Toeval of niet, maar de nationale jongerenpartijen van de klassieke tripartite worden geleid door West-Vlaams talent : Sanne Doms (Jongsocialisten, Brugge), Tom Vandenkendelaere (Jong CD&V, Roeselare) en Bert Schelfhout (Open VLD, Deerlijk). Wij brachten hen samen voor een groot debat : over hun invloed als jongerenvoorzitters, de belangrijkste jongerenthema’s en uiteraard… N-VA.
Tijdens het debat, dat je vrijdag terugvindt in Krant van West-Vlaanderen, komt onder meer hun invloed als jongerenvoorzitters aan bod, net als hun visie op jeugdwerkloosheid, betaalbaar wonen en openbaar vervoer.
Maar alle inhoud ten spijt, maar draaien de komende verkiezingen niet rond de vraag : hoe groot wordt N-VA?
Tom Vandenkendelaere : “Op Europees niveau – ik ben eerste opvolger op de Europese CD&V-lijst – is de vraag : welke richting zal Europa uitgaan? Gaan we nog strenger zijn en een nog killer beleid voeren of gaan we toch proberen een sociale touch – hoe moeilijk dat ook is – erin proberen te steken? Ik vind dat we moeten gaan voor een duidelijke mix. Dan speelt niet de vraag : hoe groot zal N-VA worden, maar welke grote Europese politieke families zullen elkaar vinden om beleid te voeren, want in het Europese Parlement wordt er immers altijd gewerkt met wisselende meerderheden.”
Sanne Doms : “Voor Europa – ik sta op de 5de plaats op de Europese SP.A-lijst – denk ik dat het in de eerste plek belangrijk wordt dat het Europees parlement zich meer macht toe-eigent. Als je spreekt over N-VA op Europees niveau : we wachten nog altijd welk kleur N-VA zal bekennen. We weten nog altijd niet naar welke coalitie ze zullen gaan. Ridicuul, want dat bepaalt veel. Dat SP.A bij de PES zit en CD&V bij EVP : dat zegt veel over ons Europees verhaal. En dat weet je nu niet van N-VA.”
Bert Schelfhout : “Zelf sta ik op de 4de plaats op de Kamerlijst van Open VLD. Het is natuurlijk belangrijk wie er nationaal de grootste speler in het politiek veld zal worden. Dan pas kan je zien welke coalities er gevormd kunnen worden.
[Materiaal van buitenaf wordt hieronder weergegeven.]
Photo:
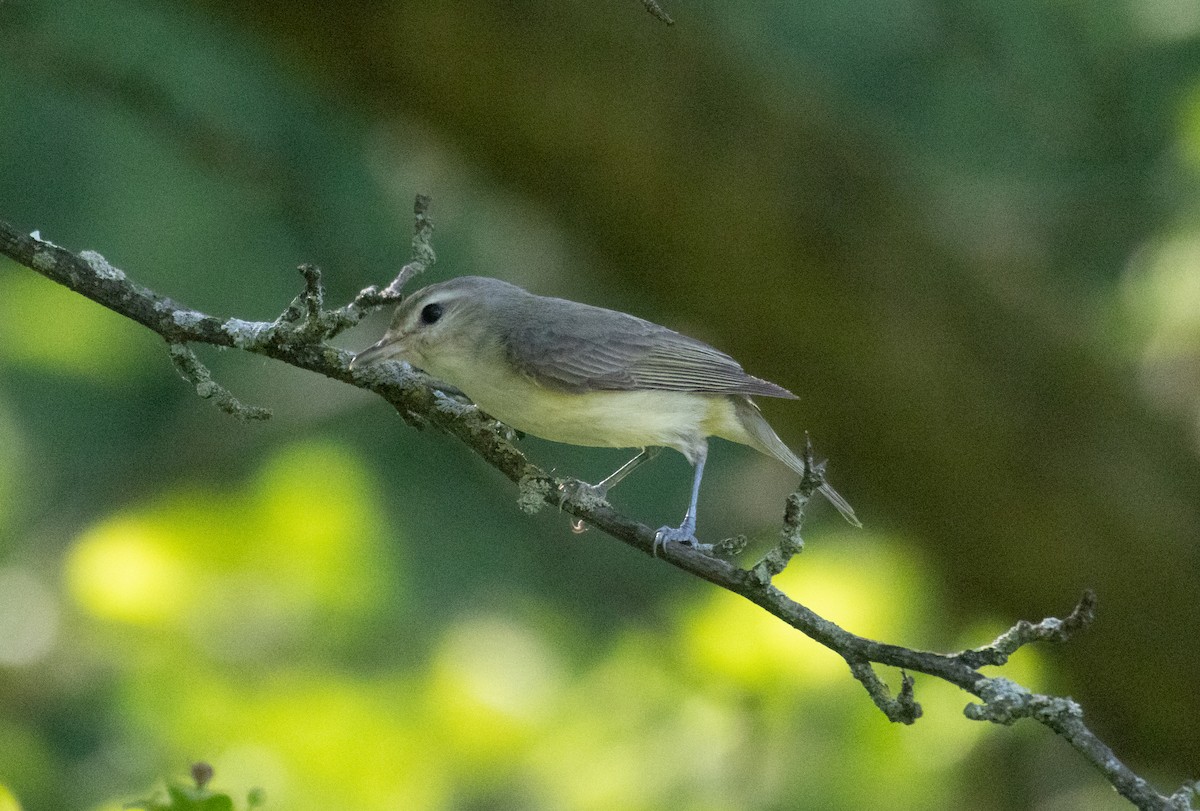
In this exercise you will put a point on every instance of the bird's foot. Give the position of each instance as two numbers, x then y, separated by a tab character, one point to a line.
683	534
Als jongerenvoorzitter denk ik dat N-VA een partner kan zijn voor bepaalde sociaal-economische thema’s, maar ik ben niet overtuigd in het walhalla van de N-VA. We zien dat ze in de Vlaamse regering op geen enkel manier dynamiek of ‘kracht van verandering’ brengen. Veel grote woorden, maar in feite is de Vlaamse regering een regering van stilstand.”
Sanne Doms : “Als we spreken over het nationaal niveau, dan stelt zich de vraag : ga je voor een links sociaal-economisch beleid of een rechts besparingsbeleid. Bert zegt : minder overheid, besparen, financiën op orde zetten. Wij zeggen : sociale welvaart. De N-VA leunt eerder bij jullie aan, terwijl wij daar haast moeilijk verder vanaf kunnen staan.”
Tom Vandenkendelaere : “Alle drie zijn we ervan overtuigd dat er socio-economisch hervormingen nodig zijn en daar moet in de volgende legislatuur werk van gemaakt worden. En dat staat in schril contrast met de ondertoon die je duidelijk hoort in het N-VA-verhaal. Die wil naar een nieuw rondje staatshervorming. Artikel 1 van de statuten van N-VA pleit voor een onafhankelijk Vlaanderen. Wel, wij gaan voor jobs, die zorgen voor sociale welvaart, en dat gaan we niet bereiken door nog eens in een politieke impasse te geraken, waarvan iedereen heel goed weet wie daar aan de basis lag… Voor ons is iedereen een mogelijke partner, maar onze prioriteit ligt sociaal-economisch en niet bij nóg een staatshervorming.”
Als de peilingen waarheid worden en N-VA 25 à 30 procent haalt, is de partij dan incontournable?
Tom Vandenkendelaere : “Ik vind dat je de stem van de kiezer moet aanhoren en dat je moet kijken in welke richting Vlaanderen gekozen heeft. Maar er is nog een verschil tussen de stem van de kiezer én de coalitievorming. Je moet niet enkel een goed programma kunnen uitwerken, maar ook een stabiele regering kunnen vormen.”
Uw Roeselare – waarbij winnaar N-VA buitenspel werd gezet door CD&V – was daar tijdens de vorige gemeenteraadsverkiezingen wel een uitzondering op.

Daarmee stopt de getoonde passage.